Hombres y mujeres se apresuraron a preparar la fiesta. A un gesto de Thurnus, Radish, Turnip y Verr Tail me desamordazaron y me liberaron del potro. Me ayudaron a salir de él y yo caí al suelo. Apenas podía moverme. Aún tenía en la boca el gusto rancio de la pesada y ruda mordaza.

Cuando la fiesta estaba en su apogeo, se abrió la jaula y se ordenó salir a gatas a la prisionera. Al collar se ató una cuerda de eslín y la arrastraron debatiéndose hasta el potro de violación al que me habían atado anteriormente. Cerraron los maderos en torno a los tobillos, las muñecas y el cuello. Varios hombres le agarraron el muslo izquierdo que fue marcado por el propio Thurnus. Ella gritó salvajemente y cuando le soltaron el muslo marcado se retorció en los maderos. Entonces le afeitaron la cabeza. Ella lloró, con suaves sollozos, atrapada su cabeza por los pesados maderos, y hombres y mujeres volvieron a la fiesta olvidándose de ella.

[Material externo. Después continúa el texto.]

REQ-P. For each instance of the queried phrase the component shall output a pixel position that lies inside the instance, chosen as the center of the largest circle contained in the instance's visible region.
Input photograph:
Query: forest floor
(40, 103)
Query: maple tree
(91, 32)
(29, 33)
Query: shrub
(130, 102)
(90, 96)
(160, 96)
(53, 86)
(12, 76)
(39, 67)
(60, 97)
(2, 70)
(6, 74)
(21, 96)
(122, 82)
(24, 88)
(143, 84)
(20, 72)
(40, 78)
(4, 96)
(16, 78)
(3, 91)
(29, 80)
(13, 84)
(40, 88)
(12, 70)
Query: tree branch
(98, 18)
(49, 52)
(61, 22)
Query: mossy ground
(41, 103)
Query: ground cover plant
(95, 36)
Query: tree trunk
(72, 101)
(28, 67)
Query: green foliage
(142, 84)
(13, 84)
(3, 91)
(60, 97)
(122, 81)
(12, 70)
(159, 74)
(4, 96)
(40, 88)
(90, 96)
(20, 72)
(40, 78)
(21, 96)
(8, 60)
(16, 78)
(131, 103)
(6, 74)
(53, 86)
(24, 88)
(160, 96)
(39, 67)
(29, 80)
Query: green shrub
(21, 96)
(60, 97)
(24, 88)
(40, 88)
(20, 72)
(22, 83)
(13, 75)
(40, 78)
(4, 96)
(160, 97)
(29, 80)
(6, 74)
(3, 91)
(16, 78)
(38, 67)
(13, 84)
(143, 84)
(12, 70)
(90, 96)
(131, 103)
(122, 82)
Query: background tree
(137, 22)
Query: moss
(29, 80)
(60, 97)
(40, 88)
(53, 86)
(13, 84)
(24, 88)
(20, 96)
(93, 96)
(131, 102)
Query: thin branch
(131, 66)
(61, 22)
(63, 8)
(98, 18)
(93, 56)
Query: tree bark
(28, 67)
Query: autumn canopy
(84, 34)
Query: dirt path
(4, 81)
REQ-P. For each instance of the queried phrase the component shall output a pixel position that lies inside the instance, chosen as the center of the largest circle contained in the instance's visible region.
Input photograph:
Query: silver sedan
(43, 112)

A la derecha de Thurnus se sentaba Tup Ladletender. A su izquierda se sentaba una mujer libre, Sandal Thong, a la que él mismo había liberado esa tarde. La fiesta era atendida por Radish, Verr Tail y Turnip entre otras. A mí no me obligaron a servir. Me quedé tendida junto al potro al que estaba encadenada la nueva esclava, que finalmente se había quedado quieta. Yo no podía imaginar la naturaleza de sus pensamientos. Tampoco me importaban, sólo podían ser los pensamientos de una esclava. Ella, que fuera un ama orgullosa, no era ahora más que yo, sólo una esclava más a merced de los hombres.

Alcé la vista y vi el cielo cubierto de oscuras nubes que surcaban su camino ante las lunas.

Había humedad en el aire. Eso me agradaba.

En la fiesta, Thurnus se levantó alzando una copa de Paga.

—Tup Ladletender —dijo— es mi hermano por el rito de las garras de eslín. Por él alzo mi copa. ¡Bebamos!

Los ciudadanos bebieron. Tup Ladletender se puso en pie.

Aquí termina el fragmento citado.